Tersteegen, Gerhard - Gottesfürchtige und erbauende Briefe - Sechster Brief.
Wie billig und gut es ist, in Gottes inniger Gegenwart alles Eigene schweigen zu machen, damit Gott ungestört zu uns reden könne.
In unserm gesegneten Heiland Jesus Christus vielgeliebter Bruder!
In äußerer und innerer Stille, nach dem Maße meines Zustandes bei und vor dem Herrn sitzend, befinde ich mich im Geiste auch Dir nahe, lieber Bruder, und fühle Neigung, Dich im Namen des Herrn zu begrüßen und Dir seinen Frieden zu wünschen. Ich weiß indessen Dir nichts zu schreiben, und noch weniger Dir mitzuteilen, weil ich selbst nichts habe und weiß, auch nichts zu haben und zu wissen begehre, indem es unsre einzige Stütze und Freude ausmacht, dass der Herr uns so innig und wesentlich gegenwärtig ist, der durchaus Alles in uns sein will. Wo wir nicht sind, da ist der Herr; höchst billig ist es daher, dass wir dieser liebenswürdigen Majestät in uns Platz machen, um so zu sprechen, und ihr Alles hingeben und überlassen, um damit nach ihrem Wohlgefallen zu schalten. Unsre Gedanken und Worte sind alle viel zu klein und zu schwach, um das Innige seiner Gegenwart im Innern unsers Wesens ausdrücken und fassen zu können. Er ist uns so nahe wie ein Freund, der in unserm Hause mit einwohnen, Umgang mit uns pflegen, und sich mit uns auf eine unaussprechliche Weise zu unsrer Glückseligkeit vereinigen will. Er ist uns näher als wir uns selbst, und doch dem Eigenwillen unerreichbar. Es ist, als ob Er gleichsam in einem großen Landstrich in uns wohnte, von woher er unserm Geist zuruft: Komm ohne dich selbst! aber das Sprechen des Herrn ist Handeln. Diese wahre Nacktheit und Einfalt muss und will Er selbst in uns hervorbringen, darum durchkreuzt Er unsre eigenen Wege und Handlungen. Er ruft und führt uns zu einer innigen Duldsamkeit, d. h. zum Einhalten des Unsrigen und Platzmachen und Erwarten des Seinigen. Er reinigt nach und nach den Geist vom Eigenen und Groben, das ihn fesselt und drückt, und führt ihn endlich so zur Freiheit der Kinder Gottes in des Vaters Haus, wo das verlorene Kind, wiedergefunden wird und Überfluss von Speise bekommt.
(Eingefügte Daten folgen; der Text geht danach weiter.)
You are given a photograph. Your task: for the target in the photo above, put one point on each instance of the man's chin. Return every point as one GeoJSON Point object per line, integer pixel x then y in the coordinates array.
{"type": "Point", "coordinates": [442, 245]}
Hilf uns daher, anbetungswürdiger Gott! uns, die wir ganz in uns selbst verstrickt sind, so dass wir mehr uns und das Unsrige beschauen und fühlen, als dich. Du aber, der du uns doch so innig nahe bist, mache Raum in uns für dich selbst. Gib, dass wir uns vergessen lernen und uns fahren lassen, um einzugehen in die einfältige Abgeschiedenheit des Geistes, in der du dich und dein Werk reiner in uns kannst offenbaren. Amen zu deiner Verherrlichung!
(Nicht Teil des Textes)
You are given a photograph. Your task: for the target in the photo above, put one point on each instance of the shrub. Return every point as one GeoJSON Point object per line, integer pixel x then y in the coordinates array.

Geliebter Bruder, sei doch wie ich nur ganz getrost und zufrieden mit dem Herrn und allen seinen Wegen. Er wird es gewiss gut machen; wir wollen ihn herzlich lieben, denn Er ist gut, und ist auch uns gut, und will es noch mehr und wirksamer werden.
Ich grüße Dich und Deine Ehefrau recht herzlich; gedenkt in Euren Gebeten dessen, der bleibt Euer
in Liebe verbundener Bruder.
Mülheim, den 30. März 1733.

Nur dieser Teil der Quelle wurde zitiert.